The press needs to ask these questions, but just as importantly, so do the Democrats.  As a political matter, they need to exploit the divisions that the Trumpsters’ dissembling have caused with his defenders — these Republicans have to be forced to choose between continuing to defend the president, and so further implicate themselves with his bad behavior, or force a rift that will weaken both the president and the GOP as a whole.

At this stage of the game, it seems to me that there’s no political downside to the Democrats going after the Republicans on their enabling of Donald Trump.  I say this in light of the existential seriousness of the issues at play, and the escalating evidence that where collusion is concerned, smoke means fire.  At the barest minimum, even if there was no collusion, Donald Trump quite arguably obstructed justice by firing FBI Director James Comey to derail the investigation, even if it was only to protect his political agenda from distractions.  At a bare minimum, that is, the Russia factor has caused Donald Trump to abuse the power of his office.

Of course, possible collusion with Russia is only the most heinous among a group of other actions Donald Trump has engaged in that reveal him as unfit for the presidency.  As just one example, the speciousness of his claims that millions of people voted illegally in the 2016 election and subsequent creation of a task force to “investigate” this wholly fictitious issue cannot be overstated.  As much as the Russian meddling, this is a direct assault on both the reality of what happened in 2016 — Donald Trump’s popular vote loss by millions of votes — and on the integrity of our elections going forward, a clear prelude to mass voter suppression.  As Charles Blow puts it in a column this week that discusses the Don Jr. meeting and beyond, Donald Trump has declared war on our country — on its Constitution, its values, and its culture.  

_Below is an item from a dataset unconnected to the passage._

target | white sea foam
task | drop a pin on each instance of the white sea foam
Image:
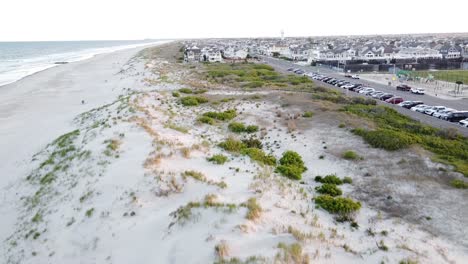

So the Democrats shouldn’t only be hitting Donald Trump on the Russia issue.  Rather, it’s the worst of an impeachment-level group of sins that needs to be foregrounded in the nation’s political discussion.  But it is of a piece with the others: it’s the president abusing his power to serve his own interests over those of the American people.  Trump’s Russia ties are politically radioactive in a singular way; but even if it turns out there’s been no actual collusion, Democrats need to exact a price for the utter amorality of his and his campaign’s actions, even as they continue to hit him on these other issues.

But as a political matter, and as a basic recognition of how we got to this point, hitting Trump on his bad actions up to and including collusion with a hostile foreign power needs to always be coupled with the idea that Trump’s baggage is getting in the way of dealing with our country’s REAL challenges, and with the Democrats talking about what they’re going to do to fight inequality, create jobs, ensure free trade works for everyone, and saving our planet.  

It does seem that the Democrats are inevitably in a bind not of their own making.  Because of the utter seriousness of the threat Trump presents to our country, including possible collusion with a foreign power, they are essentially in a position of being naysayers. That is, there’s not a lot of room to maneuver here; outright opposition to him is called for.  But no one says this can’t be linked to always putting forward what they’d be doing differently — all the good things that Trump’s incompetence is preventing.  They can’t let Trump frame this as a fight between himself as the defender of ordinary Americans and an elite conspiracy out to get him.